In rebuttal the police officer testified that a driver’s license and a social security card bearing the name of Robert Spilker were among the items found on the defendant’s person when he was searched at the police station.

The defendant advances seven reasons why the evidence was insufficient to prove his guilt: the interval of ten days between the burglary and his arrest was too great to establish recent possession of stolen property; there was no evidence that he had exclusive possession of the stolen checks during this interval; his explanation about the checks overcame any presumption of theft arising from possessing them; the police did not search his home to see if the articles taken at the burglary were there; the police made tests for fingerprints at the burglarized company but nothing was done to compare them to his; the State did not call Jim Johnson as a witness and the State failed to have Robert Spilker testify.

The last four points are frivolous. There was no testimony that the defendant offered to let the police search *341his home and he has no reason to complain that the police did not attempt to build a stronger case against him by obtaining a search warrant and conducting such a search. Although there was testimony that the police looked for fingerprints at the South Shore plant, there was no testimony that suspicious ones were found. The defendant was the only one who said there was a Jim Johnson. The police could not find Johnson in the neighborhood of 35th and State and could not find a metal dealer or a junkyard in that vicinity. It was the defendant’s privilege, not the State’s obligation, to produce him if he existed. There was reason to suspect that Hanson and Spilker were the same person: the tavern keeper testified that Hanson said he was Spilker and he carried Spilker identification cards. If there was a Robert Spilker he was known to and worked for the defendant. The defendant had the right to subpoena anyone he wished; since he knew Spilker’s whereabouts better than anyone else and since it would have been to his advantage to have produced him, he cannot complain that the State did not do so.
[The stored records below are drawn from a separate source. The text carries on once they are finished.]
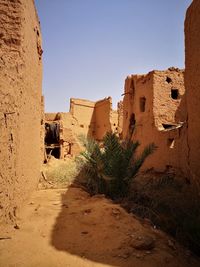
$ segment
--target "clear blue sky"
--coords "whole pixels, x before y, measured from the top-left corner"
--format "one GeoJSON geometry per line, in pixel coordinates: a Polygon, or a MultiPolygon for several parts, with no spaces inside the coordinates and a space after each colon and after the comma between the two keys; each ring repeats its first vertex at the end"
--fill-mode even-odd
{"type": "Polygon", "coordinates": [[[192,0],[35,0],[43,36],[46,112],[69,98],[121,99],[129,74],[184,68],[192,0]]]}

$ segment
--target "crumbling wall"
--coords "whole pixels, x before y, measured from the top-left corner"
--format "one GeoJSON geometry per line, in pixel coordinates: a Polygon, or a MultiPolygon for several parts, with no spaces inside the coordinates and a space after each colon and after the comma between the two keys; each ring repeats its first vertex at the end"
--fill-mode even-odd
{"type": "MultiPolygon", "coordinates": [[[[46,123],[60,125],[60,158],[75,156],[83,150],[81,135],[101,141],[106,132],[118,133],[118,112],[112,110],[112,98],[97,102],[85,99],[70,99],[70,112],[46,113],[46,123]]],[[[57,149],[58,144],[48,145],[57,149]]],[[[47,148],[47,146],[46,146],[47,148]]]]}
{"type": "Polygon", "coordinates": [[[190,177],[200,183],[200,1],[193,0],[185,20],[185,86],[190,177]]]}
{"type": "Polygon", "coordinates": [[[41,166],[41,33],[32,0],[0,0],[0,223],[15,220],[41,166]]]}
{"type": "MultiPolygon", "coordinates": [[[[97,140],[102,140],[106,132],[112,130],[112,99],[111,97],[102,99],[95,103],[95,133],[94,137],[97,140]]],[[[113,122],[115,124],[115,122],[113,122]]]]}
{"type": "Polygon", "coordinates": [[[95,133],[95,102],[85,99],[70,99],[70,114],[74,119],[77,135],[93,136],[95,133]]]}
{"type": "Polygon", "coordinates": [[[117,104],[118,133],[121,137],[123,132],[123,101],[117,104]]]}
{"type": "Polygon", "coordinates": [[[177,110],[183,95],[183,71],[178,69],[127,77],[123,100],[123,138],[138,140],[141,144],[138,153],[150,143],[157,146],[143,169],[164,171],[180,167],[180,135],[186,118],[184,108],[177,110]],[[173,88],[179,92],[177,99],[172,98],[173,88]]]}

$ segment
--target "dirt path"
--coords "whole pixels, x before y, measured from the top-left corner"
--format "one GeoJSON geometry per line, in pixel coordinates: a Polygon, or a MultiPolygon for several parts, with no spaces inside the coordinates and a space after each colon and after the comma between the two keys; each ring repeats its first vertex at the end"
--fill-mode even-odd
{"type": "Polygon", "coordinates": [[[162,232],[79,188],[37,191],[20,217],[19,229],[1,232],[1,267],[200,266],[162,232]]]}

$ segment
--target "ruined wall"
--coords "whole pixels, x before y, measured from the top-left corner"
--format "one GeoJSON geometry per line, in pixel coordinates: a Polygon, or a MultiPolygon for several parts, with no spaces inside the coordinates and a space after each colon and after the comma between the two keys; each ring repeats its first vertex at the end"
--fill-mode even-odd
{"type": "MultiPolygon", "coordinates": [[[[71,98],[70,112],[46,113],[45,121],[60,125],[60,158],[83,150],[81,135],[101,141],[106,132],[118,133],[118,112],[112,110],[111,97],[97,102],[71,98]]],[[[48,148],[51,149],[49,145],[48,148]]]]}
{"type": "Polygon", "coordinates": [[[123,132],[123,101],[117,104],[117,119],[118,119],[118,132],[121,137],[123,132]]]}
{"type": "Polygon", "coordinates": [[[184,71],[169,68],[154,71],[153,75],[153,113],[155,125],[163,129],[163,124],[173,124],[186,119],[186,108],[179,109],[185,94],[184,71]],[[177,110],[179,109],[179,112],[177,110]]]}
{"type": "Polygon", "coordinates": [[[95,128],[95,102],[85,99],[70,99],[70,114],[75,120],[77,134],[84,134],[86,136],[94,135],[95,128]]]}
{"type": "Polygon", "coordinates": [[[138,140],[141,144],[138,153],[152,142],[158,147],[146,160],[143,169],[164,171],[180,167],[181,122],[186,118],[184,108],[178,110],[183,95],[183,71],[178,69],[127,77],[123,100],[123,138],[138,140]],[[178,90],[177,99],[172,98],[173,88],[178,90]]]}
{"type": "Polygon", "coordinates": [[[193,0],[185,20],[185,86],[188,111],[189,169],[200,183],[200,1],[193,0]]]}
{"type": "Polygon", "coordinates": [[[15,220],[41,166],[41,33],[32,0],[0,0],[0,223],[15,220]]]}
{"type": "Polygon", "coordinates": [[[106,132],[112,130],[112,125],[115,124],[115,117],[112,116],[112,99],[105,98],[95,103],[95,134],[97,140],[102,140],[106,132]]]}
Aside from the possession of the stolen checks and the check stub, there is no evidence which connects the defendant with the burglary. However, recent and exclusive possession of stolen goods after a theft, robbery or burglary is sufficient to raise an inference or presumption of guilt unless the attending circumstances, or other evidence, overcomes the inference by creating a reasonable doubt of the defendant’s guilt. People v. Strutynski, 367 Ill 551,12 NE2d 628 (1938). It is sometimes stated that if unexplained, the recent and exclusive possession of stolen property gives rise to an inference of guilt which may be sufficient to sustain a conviction unless there are facts and circumstances which leave in the mind of the trier of fact a reasonable doubt of guilt. People v. Franceschini, 20 Ill2d 126, 169 NE2d 244 *342(1961). In People v. Bennett, 3 Ill2d 357, 121 NE2d 595 (1954), the court put it this way:

“This court has often announced the rule that the possession of stolen property, the proceeds of a burglary or larceny, soon after the commission of the offense, is evidence of the guilt of the person or persons in whose possession it is found and is sufficient to warrant a conviction unless such possession is explained or unless there appears from all the evidence a reasonable doubt of the defendant’s guilt.”

The defendant contends that the explanations he gave about the checks nullified whatever inference of guilt might have been drawn from the possession of them— particularly since his explanations were neither denied nor proved false.
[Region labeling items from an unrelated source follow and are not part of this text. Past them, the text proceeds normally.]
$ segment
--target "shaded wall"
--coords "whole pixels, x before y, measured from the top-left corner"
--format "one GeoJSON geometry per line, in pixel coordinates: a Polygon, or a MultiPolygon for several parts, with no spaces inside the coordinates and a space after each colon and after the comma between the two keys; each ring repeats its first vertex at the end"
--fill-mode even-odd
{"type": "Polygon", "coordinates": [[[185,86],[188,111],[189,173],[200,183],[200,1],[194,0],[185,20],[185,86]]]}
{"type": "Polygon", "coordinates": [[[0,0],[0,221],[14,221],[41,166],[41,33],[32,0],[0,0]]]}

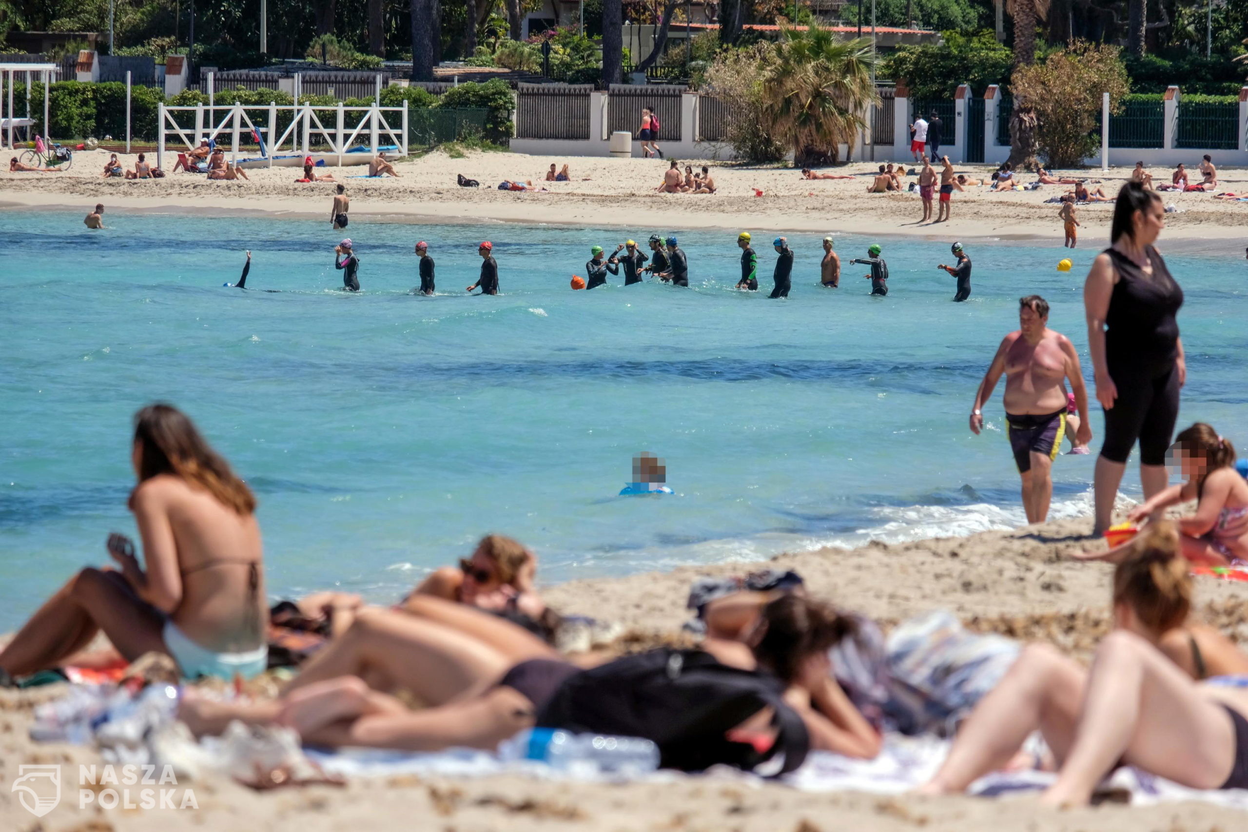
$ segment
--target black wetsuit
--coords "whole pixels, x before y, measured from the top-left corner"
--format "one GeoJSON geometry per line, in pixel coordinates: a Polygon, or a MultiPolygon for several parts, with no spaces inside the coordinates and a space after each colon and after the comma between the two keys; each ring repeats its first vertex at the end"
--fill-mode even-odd
{"type": "Polygon", "coordinates": [[[1104,363],[1118,389],[1113,408],[1104,412],[1101,455],[1127,462],[1139,440],[1143,465],[1164,465],[1178,418],[1178,321],[1183,289],[1152,246],[1151,277],[1116,248],[1106,253],[1118,272],[1104,316],[1104,363]]]}
{"type": "Polygon", "coordinates": [[[741,252],[741,279],[736,286],[744,286],[751,292],[759,291],[759,257],[749,246],[741,252]]]}
{"type": "Polygon", "coordinates": [[[889,293],[889,264],[882,257],[856,258],[850,262],[871,267],[871,294],[889,293]]]}
{"type": "Polygon", "coordinates": [[[957,266],[953,267],[953,277],[957,278],[957,294],[953,296],[953,301],[965,301],[971,297],[971,258],[962,254],[957,259],[957,266]]]}
{"type": "Polygon", "coordinates": [[[787,246],[780,252],[780,257],[776,258],[776,271],[775,282],[776,286],[771,289],[771,297],[774,298],[786,298],[789,297],[789,287],[792,284],[792,249],[787,246]]]}
{"type": "Polygon", "coordinates": [[[612,274],[619,274],[620,267],[617,263],[609,263],[605,259],[594,262],[590,259],[585,263],[585,273],[589,276],[589,282],[585,284],[587,289],[592,289],[595,286],[603,286],[607,283],[607,272],[612,274]]]}
{"type": "Polygon", "coordinates": [[[625,251],[623,254],[617,254],[615,258],[624,267],[624,286],[641,282],[641,263],[648,261],[649,257],[639,251],[634,251],[631,254],[625,251]]]}
{"type": "Polygon", "coordinates": [[[685,252],[680,248],[673,248],[669,261],[671,266],[671,284],[689,286],[689,261],[685,259],[685,252]]]}
{"type": "Polygon", "coordinates": [[[482,294],[498,294],[498,261],[490,254],[480,262],[480,277],[477,286],[482,294]]]}
{"type": "Polygon", "coordinates": [[[421,294],[433,294],[433,258],[421,258],[421,294]]]}
{"type": "Polygon", "coordinates": [[[342,288],[348,292],[359,291],[359,278],[356,272],[359,269],[359,258],[356,257],[354,252],[347,254],[346,259],[338,259],[337,256],[333,258],[334,268],[342,272],[342,288]]]}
When the courts speak of an explanation they do not mean that any explanation overcomes the inference of guilt. It must be a satisfactory explanation — one that the trier of fact finds reasonable and acceptable. This does not mean that a defendant must assume the burden of giving a satisfactory explanation for the possession of stolen property or be found guilty if he does not, for the burden is always upon the State to prove him guilty beyond a reasonable doubt. It does mean, however, that the inference arising from the recent and exclusive possession of stolen property casts the burden of going forward with the evidence upon the defendant. If no explanation is made the inference maintains and the weight to be given it is for the trier of fact to decide. If an explanation is made, the acceptance or rejection of the explanation is also for the trier of fact. The defendant’s explanations were not accepted by the trial judge and it cannot be said that they should have been. The defendant is mistaken when he states that his explanations were not denied. They were denied by the total *343and contrary evidence of the State; no specific contradiction had to be made in rebuttal to everything he asserted by way of explanation.
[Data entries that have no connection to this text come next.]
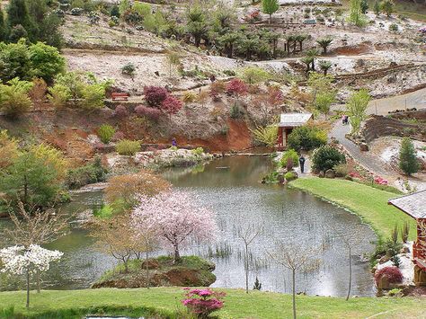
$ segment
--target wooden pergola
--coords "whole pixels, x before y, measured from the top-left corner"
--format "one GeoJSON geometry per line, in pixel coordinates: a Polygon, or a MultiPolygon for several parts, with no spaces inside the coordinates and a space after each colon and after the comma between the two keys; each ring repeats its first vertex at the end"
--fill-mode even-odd
{"type": "Polygon", "coordinates": [[[278,124],[278,140],[276,147],[284,149],[287,147],[288,135],[294,128],[306,124],[313,115],[311,113],[282,113],[278,124]]]}
{"type": "Polygon", "coordinates": [[[426,190],[389,199],[387,203],[417,222],[417,238],[413,244],[414,282],[426,286],[426,190]]]}

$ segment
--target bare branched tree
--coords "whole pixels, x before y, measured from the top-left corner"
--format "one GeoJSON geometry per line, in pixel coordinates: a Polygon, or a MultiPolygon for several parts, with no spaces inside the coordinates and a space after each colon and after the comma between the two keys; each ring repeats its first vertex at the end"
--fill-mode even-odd
{"type": "Polygon", "coordinates": [[[129,214],[120,214],[108,219],[96,219],[91,226],[91,235],[96,238],[97,248],[108,253],[124,264],[129,271],[129,261],[134,255],[141,259],[146,255],[146,285],[149,287],[148,253],[157,247],[157,236],[154,231],[138,230],[132,225],[129,214]]]}
{"type": "Polygon", "coordinates": [[[359,226],[351,227],[349,231],[346,227],[334,227],[330,226],[333,231],[333,235],[337,237],[347,249],[348,253],[348,265],[349,265],[349,273],[348,273],[348,294],[346,295],[346,300],[351,297],[351,289],[352,287],[352,253],[354,250],[362,242],[363,237],[360,235],[361,229],[359,226]]]}
{"type": "Polygon", "coordinates": [[[267,252],[271,259],[287,268],[292,275],[293,318],[296,319],[296,273],[309,272],[319,267],[320,261],[315,258],[318,249],[304,247],[290,243],[277,243],[272,252],[267,252]]]}
{"type": "MultiPolygon", "coordinates": [[[[13,224],[12,228],[4,230],[4,236],[11,244],[22,245],[25,248],[31,244],[41,245],[56,241],[68,232],[71,216],[61,214],[55,208],[43,211],[31,207],[25,208],[22,201],[18,202],[18,209],[9,209],[9,216],[13,224]]],[[[37,292],[40,291],[40,272],[36,273],[37,292]]]]}
{"type": "Polygon", "coordinates": [[[236,227],[236,236],[243,241],[244,245],[244,261],[245,272],[245,292],[248,294],[248,277],[250,272],[250,251],[249,246],[253,242],[263,233],[263,226],[254,223],[242,222],[236,227]]]}

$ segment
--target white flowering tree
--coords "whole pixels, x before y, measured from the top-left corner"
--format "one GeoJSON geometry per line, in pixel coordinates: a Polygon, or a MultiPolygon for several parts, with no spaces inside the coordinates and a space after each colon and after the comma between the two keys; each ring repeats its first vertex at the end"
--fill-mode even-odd
{"type": "Polygon", "coordinates": [[[0,271],[14,275],[25,275],[27,282],[27,308],[30,307],[30,278],[37,271],[47,271],[50,262],[58,261],[64,253],[49,251],[38,244],[11,246],[0,249],[0,261],[3,268],[0,271]]]}
{"type": "Polygon", "coordinates": [[[173,246],[175,263],[181,259],[179,250],[185,242],[211,239],[217,229],[212,213],[183,191],[140,197],[132,217],[137,230],[142,234],[155,231],[164,245],[173,246]]]}

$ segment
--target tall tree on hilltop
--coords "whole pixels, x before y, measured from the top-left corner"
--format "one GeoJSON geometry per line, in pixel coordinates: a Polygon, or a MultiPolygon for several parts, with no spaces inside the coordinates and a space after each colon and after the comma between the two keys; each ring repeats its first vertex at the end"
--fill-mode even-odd
{"type": "Polygon", "coordinates": [[[262,0],[262,11],[263,13],[270,15],[270,24],[272,21],[272,14],[275,13],[280,8],[278,0],[262,0]]]}
{"type": "Polygon", "coordinates": [[[27,31],[31,29],[31,19],[25,0],[11,0],[7,6],[7,26],[9,29],[21,24],[27,31]]]}
{"type": "Polygon", "coordinates": [[[3,41],[6,35],[6,26],[4,24],[4,14],[0,5],[0,41],[3,41]]]}

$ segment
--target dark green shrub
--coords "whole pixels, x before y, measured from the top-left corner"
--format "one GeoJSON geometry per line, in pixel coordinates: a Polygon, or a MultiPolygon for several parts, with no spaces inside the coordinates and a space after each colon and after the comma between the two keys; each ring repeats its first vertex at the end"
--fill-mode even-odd
{"type": "Polygon", "coordinates": [[[312,168],[315,171],[325,172],[344,163],[346,163],[344,155],[330,146],[317,148],[312,156],[312,168]]]}
{"type": "Polygon", "coordinates": [[[294,181],[297,178],[297,175],[296,174],[295,172],[287,172],[286,174],[284,175],[284,178],[286,179],[287,182],[291,182],[294,181]]]}
{"type": "Polygon", "coordinates": [[[244,111],[237,103],[234,103],[229,111],[231,119],[237,120],[244,116],[244,111]]]}
{"type": "Polygon", "coordinates": [[[399,151],[399,168],[407,175],[417,173],[420,168],[414,145],[409,137],[404,137],[399,151]]]}
{"type": "Polygon", "coordinates": [[[100,156],[93,163],[69,170],[66,179],[66,185],[69,189],[78,189],[94,182],[104,182],[108,170],[102,166],[100,156]]]}
{"type": "Polygon", "coordinates": [[[112,128],[111,125],[102,124],[98,128],[98,137],[99,138],[101,138],[101,141],[103,144],[110,143],[114,134],[115,134],[115,128],[112,128]]]}
{"type": "Polygon", "coordinates": [[[140,150],[140,143],[138,141],[122,139],[117,143],[116,150],[120,155],[131,156],[140,150]]]}
{"type": "Polygon", "coordinates": [[[288,136],[288,147],[297,152],[311,150],[327,143],[327,133],[316,127],[305,125],[293,129],[288,136]]]}
{"type": "Polygon", "coordinates": [[[281,167],[287,167],[288,164],[288,160],[293,162],[293,164],[291,165],[293,167],[297,167],[298,166],[298,155],[297,152],[296,152],[294,149],[289,149],[287,152],[285,152],[281,157],[281,160],[280,161],[280,166],[281,167]]]}

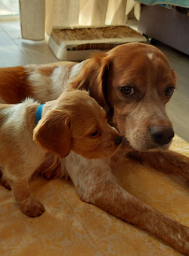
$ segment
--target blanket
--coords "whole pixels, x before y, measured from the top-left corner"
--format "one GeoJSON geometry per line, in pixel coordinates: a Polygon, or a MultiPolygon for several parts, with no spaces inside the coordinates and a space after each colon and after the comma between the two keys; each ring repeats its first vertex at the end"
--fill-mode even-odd
{"type": "MultiPolygon", "coordinates": [[[[171,149],[189,157],[189,145],[178,136],[171,149]]],[[[135,197],[189,226],[184,179],[126,158],[114,174],[135,197]]],[[[82,201],[70,180],[38,177],[29,185],[46,210],[36,218],[23,215],[11,191],[0,186],[1,255],[180,255],[147,232],[82,201]]]]}

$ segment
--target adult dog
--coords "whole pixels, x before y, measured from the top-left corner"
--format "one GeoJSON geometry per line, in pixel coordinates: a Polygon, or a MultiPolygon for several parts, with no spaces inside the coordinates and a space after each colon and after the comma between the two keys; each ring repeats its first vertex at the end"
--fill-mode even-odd
{"type": "MultiPolygon", "coordinates": [[[[125,147],[128,155],[189,180],[188,158],[168,150],[174,132],[165,105],[176,79],[167,58],[156,48],[122,45],[80,64],[2,68],[0,77],[1,101],[6,103],[20,102],[26,96],[42,103],[55,99],[74,81],[78,89],[88,89],[107,108],[110,123],[129,142],[125,147]]],[[[189,228],[123,190],[104,159],[87,160],[71,153],[62,164],[82,200],[149,231],[189,255],[189,228]]]]}

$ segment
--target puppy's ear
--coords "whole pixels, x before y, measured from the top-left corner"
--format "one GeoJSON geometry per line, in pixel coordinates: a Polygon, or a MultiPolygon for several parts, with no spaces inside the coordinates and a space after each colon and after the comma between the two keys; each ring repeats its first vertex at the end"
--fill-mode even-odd
{"type": "Polygon", "coordinates": [[[34,129],[33,140],[42,148],[65,158],[71,150],[70,117],[62,111],[52,110],[34,129]]]}
{"type": "Polygon", "coordinates": [[[106,53],[94,55],[86,61],[72,83],[73,87],[85,89],[102,107],[108,105],[107,80],[110,58],[106,53]]]}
Whether the nine or ten days which intervened between the burglary and arrest constituted recent possession, was a question of fact for the trial judge. In People v. Litberg, 413 Ill 132, 108 NE2d 468 (1952), the court said:

“The presumption of guilt arising from possession of stolen property does not assume that there is any certain time within which the possession may be said to be recent and, therefore, proof of guilt. As a practical matter, as the time between the larceny and the possession is enlarged, the necessity for additional evidence arises. Ordinarily, therefore, the question of whether possession of stolen property is recent enough to raise a presumption of guilt is a question of fact for the jury, or for the trial court where a jury is waived, although in extreme cases it may become a matter of law.”

In People v. Kubulis, 298 Ill 523, 131 NE 595 (1921), some of the property supposed to have been stolen was found in the homes of the defendants 24 and 25 days after the burglary. The court reversed their conviction because an instruction submitted by the State, among other faults, assumed that possession of stolen goods 25 days or more after a larceny was evidence of guilt of larceny. The court said:

“The possession must be so recent as to indicate that the possessor must have taken the property, and where it is so remote in time as to have given fair opportunity to the thief to dispose of the goods and to the defendant to acquire them honestly, possession is slight, if any, evidence of guilt and its weight is *344a question of fact for the consideration of the jury, and not to be determined as a question of law by an instruction that the evidence is sufficient to convict.”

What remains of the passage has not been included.